The criteria listed in the table were extracted from several publications that were written, in fact, for somewhat differing purposes. Walker et al. published an evaluation and update of clinical classification guidelines previously designed by Spurdle et al. that were specifically aimed at potential splicing affection [59,62]. On the other hand, Thompson et al. and Richards et al. dealt with overall pathogenic potential of novel variants including direct effects on protein coding [60,61]. While Thompson et al. limited their criteria on mismatch repair genes [60], Richards et al. designed criteria for classification of all variants identified in genes that cause Mendelian disorders [61]. Finally, we have included one classification proposal derived from a publication that thoroughly evaluated the reliability of minigenes [48]. Of note, we did not include in the table the splicing-specific classification designed by Houdayer et al. [17], as this recommended a particular (specific) re-classification of class 3 variants (or variants of unknown significance) into three other classes (1S, 2S, 3S).

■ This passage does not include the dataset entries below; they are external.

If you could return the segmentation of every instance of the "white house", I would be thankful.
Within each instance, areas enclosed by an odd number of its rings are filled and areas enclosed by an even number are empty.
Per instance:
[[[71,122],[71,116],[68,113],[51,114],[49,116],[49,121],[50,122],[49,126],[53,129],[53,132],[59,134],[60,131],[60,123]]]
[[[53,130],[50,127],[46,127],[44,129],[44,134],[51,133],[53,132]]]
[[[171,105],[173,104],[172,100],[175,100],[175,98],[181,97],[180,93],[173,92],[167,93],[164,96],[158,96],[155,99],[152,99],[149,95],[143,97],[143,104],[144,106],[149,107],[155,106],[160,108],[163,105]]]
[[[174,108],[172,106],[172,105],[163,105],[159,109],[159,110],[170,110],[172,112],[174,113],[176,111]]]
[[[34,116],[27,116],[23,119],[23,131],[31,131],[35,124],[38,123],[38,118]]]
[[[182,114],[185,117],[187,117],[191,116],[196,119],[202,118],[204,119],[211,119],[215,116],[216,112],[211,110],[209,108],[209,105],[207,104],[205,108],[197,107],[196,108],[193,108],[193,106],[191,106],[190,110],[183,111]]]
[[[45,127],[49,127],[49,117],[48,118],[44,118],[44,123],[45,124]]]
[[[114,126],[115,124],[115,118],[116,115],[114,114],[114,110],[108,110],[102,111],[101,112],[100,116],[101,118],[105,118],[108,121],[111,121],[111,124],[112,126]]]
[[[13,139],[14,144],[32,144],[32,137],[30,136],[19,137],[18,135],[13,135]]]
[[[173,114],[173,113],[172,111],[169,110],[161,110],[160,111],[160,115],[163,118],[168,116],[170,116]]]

Concerning the in silico predictions, Richards et al. propose using them as a supportive criterion, if all the in silico programs tested agree on the prediction [61]. However, they do not directly mention predictions of SREs in their publication, describing only the splice site predictors. In comparison, Walker et al. allows usage of SRE predictors in general. If a variant causes a loss or creation of the same SRE predicted by at least two of three used programs, then these guidelines propose that it should be experimentally tested (as a research testing) [59]. Other guidelines mentioned in this table do not propose the usage of SRE predictions. Please note that only an effect on splicing is taken into account in this table. The effect of a variant on protein coding per se should always be considered as well.